All in all, I was just wondering if anybody has ever felt like this before or if I'm just retarded. Cause right now, I have no idea. All I know is I'd rather be the nice guy I really am than to create a monster. I'm just going to start respecting my inner moral values and shut up about it. At least doing that much makes me feel better.


i absolutely tell you that you are not alone! I've done it myself! After I graduated in Highschool, I promised to myself that I would not become a shy, submissive, bullied and pathetic person that I was. And so I started College giving my classmates the impression that I was so friendly, cheerful and confident. I tell you it worked! I felt more accepted! but in the long run, I suddenly felt guilty... not to them but to myself! Because I know that i am only pretending. (For example, sometimes when they crack a joke about me... I still laugh about it so that i would look "cool" to them even though I felt offended) And not only that! I am often exhausted emotionally and physically because my self knows that I'm not used being an active and assertive person! and so I decided to stop making a fool of myself and just go back to the kind of person that i am. I've finally accepted that I'm not that bubbly person. I mean, there are lots of people who are not that extroverted but people love them! and just think of this.... If we'll continue showing a masked personality to them, we wouldn't even know if people truly accepts us because we absolutely know that it is not us! ... and so you might ask what happened to me after that? well, I'm not the center of the crowd anymore but atleast I have friends who really accept me and I felt better about myself. I'm still shy and quite submissive and still feels kind'a pathetic but I am not bullied anymore. I don't know why but maybe somehow, in those times that i was pretending, I still learned something that helped me improved a little bit about myself. So I guess, we don't really need a total personality makeover because it would just worsen ourselves, we just have to learn to accept who we are and try to improve a bit.
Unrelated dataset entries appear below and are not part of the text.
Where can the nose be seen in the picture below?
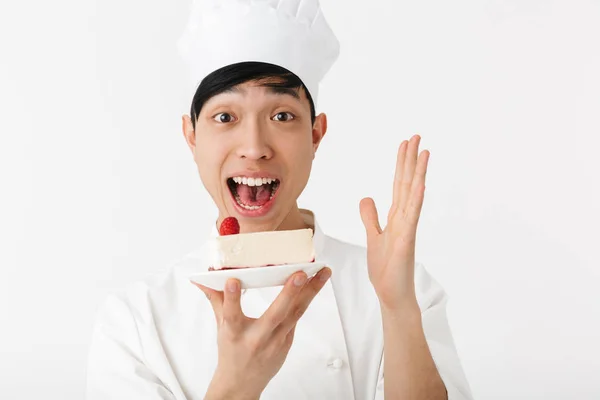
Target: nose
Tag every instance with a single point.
(253, 143)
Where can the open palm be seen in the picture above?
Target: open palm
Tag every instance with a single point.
(391, 251)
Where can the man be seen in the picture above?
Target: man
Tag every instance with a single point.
(370, 325)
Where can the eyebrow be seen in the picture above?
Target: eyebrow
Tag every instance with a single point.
(277, 90)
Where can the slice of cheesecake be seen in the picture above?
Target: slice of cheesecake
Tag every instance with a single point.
(259, 249)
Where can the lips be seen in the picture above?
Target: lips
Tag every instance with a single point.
(253, 196)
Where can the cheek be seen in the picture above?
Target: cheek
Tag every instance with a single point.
(209, 159)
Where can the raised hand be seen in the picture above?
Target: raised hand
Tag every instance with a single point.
(391, 252)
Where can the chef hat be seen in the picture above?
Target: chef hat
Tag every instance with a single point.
(292, 34)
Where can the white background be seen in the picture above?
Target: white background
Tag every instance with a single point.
(98, 187)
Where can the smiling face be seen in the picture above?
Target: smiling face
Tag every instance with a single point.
(254, 146)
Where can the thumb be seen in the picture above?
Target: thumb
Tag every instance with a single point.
(368, 214)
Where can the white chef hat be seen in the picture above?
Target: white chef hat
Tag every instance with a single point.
(292, 34)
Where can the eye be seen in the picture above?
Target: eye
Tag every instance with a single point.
(223, 118)
(283, 117)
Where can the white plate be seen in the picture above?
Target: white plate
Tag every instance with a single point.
(252, 278)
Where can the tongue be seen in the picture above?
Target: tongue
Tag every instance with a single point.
(254, 195)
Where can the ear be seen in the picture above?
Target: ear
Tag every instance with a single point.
(319, 130)
(188, 132)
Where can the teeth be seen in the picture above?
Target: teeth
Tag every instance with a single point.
(253, 181)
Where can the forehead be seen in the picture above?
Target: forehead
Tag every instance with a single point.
(266, 89)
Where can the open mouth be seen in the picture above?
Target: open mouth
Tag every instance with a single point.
(252, 193)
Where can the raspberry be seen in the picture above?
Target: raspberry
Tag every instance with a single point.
(229, 226)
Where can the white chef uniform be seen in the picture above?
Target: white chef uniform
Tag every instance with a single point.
(157, 339)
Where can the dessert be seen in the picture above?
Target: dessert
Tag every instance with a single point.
(260, 249)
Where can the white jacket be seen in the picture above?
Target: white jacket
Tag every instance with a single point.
(157, 339)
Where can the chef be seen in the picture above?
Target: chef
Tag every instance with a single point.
(370, 325)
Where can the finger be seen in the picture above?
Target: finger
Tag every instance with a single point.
(215, 297)
(232, 308)
(408, 173)
(417, 193)
(401, 156)
(279, 309)
(306, 296)
(368, 214)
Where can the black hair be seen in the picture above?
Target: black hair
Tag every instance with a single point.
(232, 75)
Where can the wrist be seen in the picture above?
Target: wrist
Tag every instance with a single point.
(221, 388)
(406, 309)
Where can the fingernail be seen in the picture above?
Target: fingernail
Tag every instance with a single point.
(299, 279)
(232, 286)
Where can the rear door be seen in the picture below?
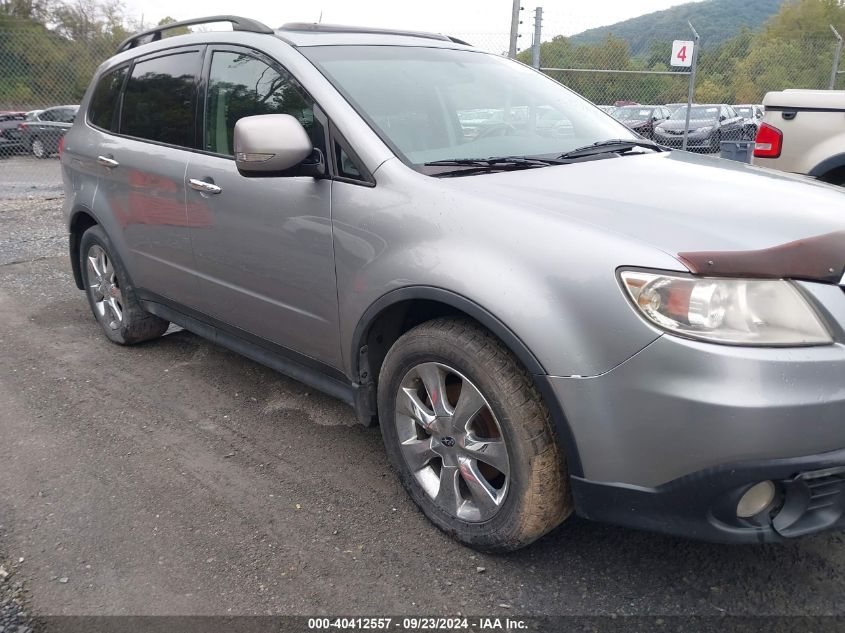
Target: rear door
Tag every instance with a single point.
(263, 245)
(141, 164)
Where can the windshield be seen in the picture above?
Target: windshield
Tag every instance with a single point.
(633, 114)
(709, 113)
(433, 104)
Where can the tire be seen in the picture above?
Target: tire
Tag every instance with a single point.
(111, 297)
(518, 498)
(39, 150)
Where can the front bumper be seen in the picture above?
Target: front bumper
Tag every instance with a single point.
(671, 438)
(810, 498)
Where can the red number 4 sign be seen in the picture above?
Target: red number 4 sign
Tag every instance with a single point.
(682, 53)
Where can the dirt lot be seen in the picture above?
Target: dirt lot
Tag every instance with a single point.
(179, 478)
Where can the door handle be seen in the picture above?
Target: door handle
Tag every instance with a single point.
(105, 161)
(204, 186)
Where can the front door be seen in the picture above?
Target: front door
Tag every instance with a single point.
(142, 171)
(263, 246)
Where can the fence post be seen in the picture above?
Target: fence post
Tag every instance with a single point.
(836, 57)
(691, 93)
(538, 33)
(517, 7)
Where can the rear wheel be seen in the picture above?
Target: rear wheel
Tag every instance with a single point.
(470, 437)
(111, 297)
(39, 150)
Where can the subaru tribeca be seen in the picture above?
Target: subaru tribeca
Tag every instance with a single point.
(543, 321)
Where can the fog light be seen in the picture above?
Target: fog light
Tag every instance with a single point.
(756, 499)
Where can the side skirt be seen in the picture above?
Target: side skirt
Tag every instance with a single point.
(302, 368)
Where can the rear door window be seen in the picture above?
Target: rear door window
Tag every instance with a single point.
(159, 102)
(105, 102)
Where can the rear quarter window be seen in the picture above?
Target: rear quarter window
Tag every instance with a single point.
(105, 102)
(160, 99)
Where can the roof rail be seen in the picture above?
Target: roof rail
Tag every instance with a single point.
(155, 34)
(339, 28)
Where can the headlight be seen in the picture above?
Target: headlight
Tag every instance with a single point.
(758, 312)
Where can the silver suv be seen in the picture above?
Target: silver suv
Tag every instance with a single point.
(544, 319)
Although I'm still struggling about some personal conflicts, what I've shared to you was a major problem that i've (thankfully) overcome.
 

HexNoir

Well-known member
Seriously. I just feel like my self esteem is at an all-time low. All because I fight it. Turns out, as much as I want to deny it, I really do care about what other people think of me. I tell myself I don't and start treating myself like shit and ignoring the people around me in order to seek some kind of fulfillment in seclusion... which makes absolutely no sense whatsoever. I end up making people think I have some sort of beef with them. I think I need to get my head out of my ass and be realistic... start accepting the balance - I need to like myself and have some sort of positive connection with people or else I automatically feel like shit.

At least it's good to know I'm not alone in this. I need to get my priorities straight and start practicing some honesty in order to make a decision based on how I really feel. Otherwise, I'm just going to feel the need to annihilate myself from this planet that might be better off without me.